© JUNGE FREIHEIT Verlag GmbH & Co.  www.jungefreiheit.de  42/13 / 11. Oktober 2013

Politische Illusionen über ein Abflauen der Euro-Krise
Krisengewinnler
Dirk Meyer

Die moderaten Renditen griechischer Staatsanleihen sind kein Indiz für eine strukturelle Lösung der Euro-Krise. Denn weitere Hilfen für Griechenland sind angesichts der mangelnden Schuldentragfähigkeit unumgänglich. Nachdem Fachleute dies bereits bei Beschluß des zweiten Hilfspakets als unvermeidlich vorhersagten, erkennt dies inzwischen auch die handelnde Politik.

Eine nachhaltige Lösung wäre ein weiterer Schuldenschnitt, kombiniert mit der Wiedereinführung der Drachme. Da 90 Prozent der griechischen Staatsschulden bei den Rettungsschirmen EFSF/ESM sowie der Europäischen Zentralbank (EZB) liegen, wären die Verluste budgetwirksam. Zudem würde die monetäre Staatsfinanzierung der EZB offenbar. Somit scheidet dieser Weg aus. Die Finanzmärkte wissen das – Renditen lügen nicht. Ein drittes Milliarden-Paket ist ebenfalls unwahrscheinlich. Den Parlamentariern fiele die Rechtfertigung gegenüber der Öffentlichkeit zunehmend schwerer. Alternativ wird deshalb über eine Zinssenkung und die Laufzeitverlängerung der Kredite gesprochen. Dies käme einem indirekten Schuldenschnitt zu Lasten öffentlicher Gläubiger gleich.

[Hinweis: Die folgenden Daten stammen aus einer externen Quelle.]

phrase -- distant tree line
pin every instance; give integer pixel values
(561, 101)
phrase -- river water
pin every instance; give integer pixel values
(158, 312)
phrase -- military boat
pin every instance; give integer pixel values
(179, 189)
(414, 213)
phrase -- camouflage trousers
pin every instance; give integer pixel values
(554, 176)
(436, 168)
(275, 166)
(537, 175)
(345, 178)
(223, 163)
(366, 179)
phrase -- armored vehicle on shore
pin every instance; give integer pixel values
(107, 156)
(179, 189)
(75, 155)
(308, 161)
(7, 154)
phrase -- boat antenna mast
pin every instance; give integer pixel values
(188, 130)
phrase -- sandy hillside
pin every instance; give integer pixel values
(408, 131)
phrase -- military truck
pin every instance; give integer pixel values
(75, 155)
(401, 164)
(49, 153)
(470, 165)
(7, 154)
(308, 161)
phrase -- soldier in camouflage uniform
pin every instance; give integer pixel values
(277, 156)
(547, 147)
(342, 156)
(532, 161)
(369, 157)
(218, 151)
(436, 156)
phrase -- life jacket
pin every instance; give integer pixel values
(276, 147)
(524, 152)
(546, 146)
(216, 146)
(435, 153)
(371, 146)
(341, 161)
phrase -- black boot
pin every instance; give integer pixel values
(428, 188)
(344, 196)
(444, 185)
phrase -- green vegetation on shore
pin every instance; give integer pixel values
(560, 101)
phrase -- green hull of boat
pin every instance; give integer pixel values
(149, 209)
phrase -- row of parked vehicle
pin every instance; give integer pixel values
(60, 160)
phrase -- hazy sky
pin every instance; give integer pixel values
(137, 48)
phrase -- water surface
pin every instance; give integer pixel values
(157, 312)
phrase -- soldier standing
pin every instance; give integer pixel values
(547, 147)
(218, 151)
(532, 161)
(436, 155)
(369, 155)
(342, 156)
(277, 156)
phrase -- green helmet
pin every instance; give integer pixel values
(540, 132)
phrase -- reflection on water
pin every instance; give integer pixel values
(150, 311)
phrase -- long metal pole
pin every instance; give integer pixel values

Besonders attraktiv, da volumenmäßig unbegrenzt und jeglicher parlamentarischer Kontrolle entzogen, erscheinen die vermeintlich kostenlosen Maßnahmen der EZB. Für das von Mario Draghi mit der Parole „whatever it takes“ angekündigte OMT-Ankaufprogramm von Staatsanleihen müssen Staaten formal drei Bedingungen erfüllen: volles EFSF/ESM-Programm, Zugang zum Anleihemarkt, Störung des geldpolitischen Übertragungsmechanismus. Die ersten beiden Punkte schließen sich jedoch grundsätzlich aus. Als Einfallstor bieten sich vorsorgende Kreditlinien des ESM bei weichen Auflagen, die zugleich einen Zugang zum Kapitalmarkt ermöglichen. Wie die seit der Draghi-Ankündigung gesunkenen Risikoprämien der Krisenländer zeigen, setzen Investoren auf diese indirekte monetäre Staatsfinanzierung zur Umgehung des Bankrotts.

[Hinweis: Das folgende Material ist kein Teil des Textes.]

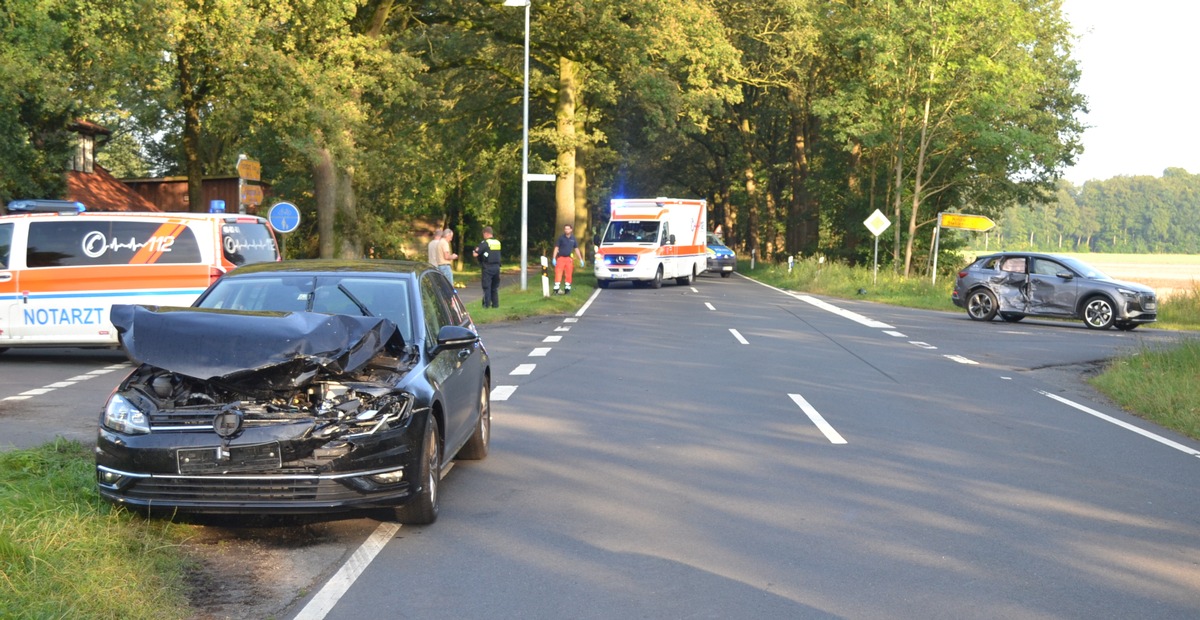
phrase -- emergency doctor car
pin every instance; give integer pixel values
(61, 272)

Jüngst hat Draghi eine Neuauflage der „Dicken Bertha“, einen EZB-Kredit über drei Jahre, ins Gespräch gebracht. Es ist das Perpetuum mobile zum staatlichen Gelddrucken schlechthin. Griechenland begibt neue Staatsschuldpapiere, die vornehmlich heimische Banken kaufen. Über den EZB-Kredit, der mit diesen Schrottanleihen als Pfand besichert wird, kommt neues Geld in den Kreislauf.

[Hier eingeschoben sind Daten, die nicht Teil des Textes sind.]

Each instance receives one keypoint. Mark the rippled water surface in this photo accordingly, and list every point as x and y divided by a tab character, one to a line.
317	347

Die Banken profitieren, denn die griechische Zehn-Prozent-Anleihe wird mit 0,5-Prozent-EZB-Geld finanziert. Doch dieses monetäre Perpetuum mobile widerspricht ökonomischer Vernunft: Ein hinausgezögerter Staatsbankrott verbunden mit Geldentwertung ist die langfristige Folge. Doch das interessiert die kurzfristig orientierten Krisenprofiteure allerorten nicht.

 

Prof. Dr. Dirk Meyer lehrt Ökonomie an der Helmut-Schmidt-Universität Hamburg.